Family-controlled Cargill, the world’s largest agricultural commodities trader, plans to acquire animal feed company Provimi, taking advantage of its strong cash position.

Family-controlled Cargill, the world’s largest agricultural commodities trader, plans to acquire animal feed company Provimi, taking advantage of its strong cash position.

Minneapolis-based Cargill, controlled by the Cargill and MacMillan families, said on 15 August that it is buying Provimi, currently owned by a private equity fund, for €1.5 billion.

The purchase of the Netherlands-based business comes just days after Cargill reported strong year-end earnings of $2.69 billion, a 35% increase on the $1.99 billion achieved in the previous fiscal year, ending 31 May.

The company’s non-family vice chairman, Paul Conway, said in a statement that the combination of the two businesses would help Cargill become a global leader in animal nutrition.

“This acquisition would mark a significant step in Cargill’s animal nutrition growth strategy and underlines our commitment to continued long term investment to meet the needs of our customers around the world,” he said.

Provimi, which operates in 26 countries and employs more than 7,000 people across Asia, Europe, Africa and Latin America, is an expert in feed additives and ingredients, while Cargill’s expertise includes feed supply chain and risk management across the animal nutrition sector.
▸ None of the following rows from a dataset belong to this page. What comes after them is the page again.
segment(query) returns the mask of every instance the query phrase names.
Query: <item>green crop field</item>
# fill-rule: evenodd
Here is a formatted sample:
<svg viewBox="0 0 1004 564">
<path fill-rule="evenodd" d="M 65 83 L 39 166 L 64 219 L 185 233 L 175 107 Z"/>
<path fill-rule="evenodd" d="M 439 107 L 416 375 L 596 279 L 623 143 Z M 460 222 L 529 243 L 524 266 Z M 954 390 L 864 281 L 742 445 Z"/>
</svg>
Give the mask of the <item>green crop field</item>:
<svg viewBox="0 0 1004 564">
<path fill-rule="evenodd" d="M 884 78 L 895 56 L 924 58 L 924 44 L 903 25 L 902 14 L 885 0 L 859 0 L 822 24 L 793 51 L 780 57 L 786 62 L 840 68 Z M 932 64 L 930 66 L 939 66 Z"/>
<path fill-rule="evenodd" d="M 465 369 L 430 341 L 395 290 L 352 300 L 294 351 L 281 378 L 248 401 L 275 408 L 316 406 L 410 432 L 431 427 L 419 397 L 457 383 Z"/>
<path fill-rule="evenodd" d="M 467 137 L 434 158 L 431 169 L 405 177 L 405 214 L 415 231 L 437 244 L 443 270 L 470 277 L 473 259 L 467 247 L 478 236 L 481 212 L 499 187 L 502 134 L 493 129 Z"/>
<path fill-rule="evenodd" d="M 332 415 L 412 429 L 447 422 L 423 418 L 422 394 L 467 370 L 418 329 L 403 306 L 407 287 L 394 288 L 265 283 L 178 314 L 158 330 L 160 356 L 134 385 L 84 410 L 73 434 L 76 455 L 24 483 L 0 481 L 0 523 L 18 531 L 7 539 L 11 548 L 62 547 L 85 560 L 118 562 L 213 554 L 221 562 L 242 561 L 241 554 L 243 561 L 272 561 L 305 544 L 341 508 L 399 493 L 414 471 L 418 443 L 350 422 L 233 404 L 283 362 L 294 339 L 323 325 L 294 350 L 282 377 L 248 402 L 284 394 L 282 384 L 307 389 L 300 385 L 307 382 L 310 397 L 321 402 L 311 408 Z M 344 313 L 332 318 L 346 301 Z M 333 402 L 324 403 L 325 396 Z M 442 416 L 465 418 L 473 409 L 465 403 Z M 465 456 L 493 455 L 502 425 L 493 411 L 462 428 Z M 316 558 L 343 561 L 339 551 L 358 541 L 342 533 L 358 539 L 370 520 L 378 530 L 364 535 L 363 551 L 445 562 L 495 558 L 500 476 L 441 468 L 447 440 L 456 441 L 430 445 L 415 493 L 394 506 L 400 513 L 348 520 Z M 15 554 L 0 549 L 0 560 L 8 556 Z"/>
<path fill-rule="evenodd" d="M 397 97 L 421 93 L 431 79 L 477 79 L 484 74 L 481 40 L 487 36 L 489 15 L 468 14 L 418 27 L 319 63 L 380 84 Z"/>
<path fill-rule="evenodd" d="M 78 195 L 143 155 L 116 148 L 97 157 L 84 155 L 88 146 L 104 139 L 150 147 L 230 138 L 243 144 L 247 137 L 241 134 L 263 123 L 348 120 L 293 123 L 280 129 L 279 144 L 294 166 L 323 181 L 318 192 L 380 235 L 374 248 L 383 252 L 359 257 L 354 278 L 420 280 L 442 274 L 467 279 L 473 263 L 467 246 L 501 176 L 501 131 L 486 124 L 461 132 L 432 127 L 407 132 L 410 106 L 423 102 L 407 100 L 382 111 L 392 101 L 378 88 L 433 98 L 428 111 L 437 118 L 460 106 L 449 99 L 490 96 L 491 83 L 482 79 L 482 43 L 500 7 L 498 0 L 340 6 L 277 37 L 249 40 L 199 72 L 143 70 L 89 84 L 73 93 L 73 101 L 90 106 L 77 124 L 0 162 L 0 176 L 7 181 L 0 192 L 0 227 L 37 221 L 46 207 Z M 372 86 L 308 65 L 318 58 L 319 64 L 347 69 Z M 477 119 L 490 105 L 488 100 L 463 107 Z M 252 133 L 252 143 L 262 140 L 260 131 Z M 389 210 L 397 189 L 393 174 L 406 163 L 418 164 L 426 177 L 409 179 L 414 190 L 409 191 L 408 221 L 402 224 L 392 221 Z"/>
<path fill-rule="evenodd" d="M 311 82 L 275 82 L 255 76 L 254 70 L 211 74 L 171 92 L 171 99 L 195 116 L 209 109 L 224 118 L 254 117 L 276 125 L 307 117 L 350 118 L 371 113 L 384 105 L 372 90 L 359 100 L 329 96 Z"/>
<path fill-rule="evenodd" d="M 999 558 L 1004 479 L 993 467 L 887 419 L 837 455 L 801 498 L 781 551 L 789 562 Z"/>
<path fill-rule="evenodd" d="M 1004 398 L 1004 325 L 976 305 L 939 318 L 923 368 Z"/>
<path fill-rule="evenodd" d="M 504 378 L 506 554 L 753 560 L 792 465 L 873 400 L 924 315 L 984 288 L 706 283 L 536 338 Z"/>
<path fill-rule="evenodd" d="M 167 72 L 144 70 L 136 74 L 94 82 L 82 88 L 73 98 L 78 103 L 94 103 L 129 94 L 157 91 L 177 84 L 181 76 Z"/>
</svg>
The group’s acquisition follows a line of other purchases it made over the last year as part of its strategy to expand operations in more countries – it has bought businesses in Australia, Germany, Canada and Indonesia.

Cargill was founded in 1865 by William Wallace Cargill, who was later joined by his two brothers Sam and James. The family owns 90% of the business and sold shares in fertiliser company Mosaic in January this year to ensure its private status.

Cargill reported 2011 fiscal revenues of $119.5 billion, up 18% from $101.3 billion in the previous year, which it attributed to strong global demand for agricultural products.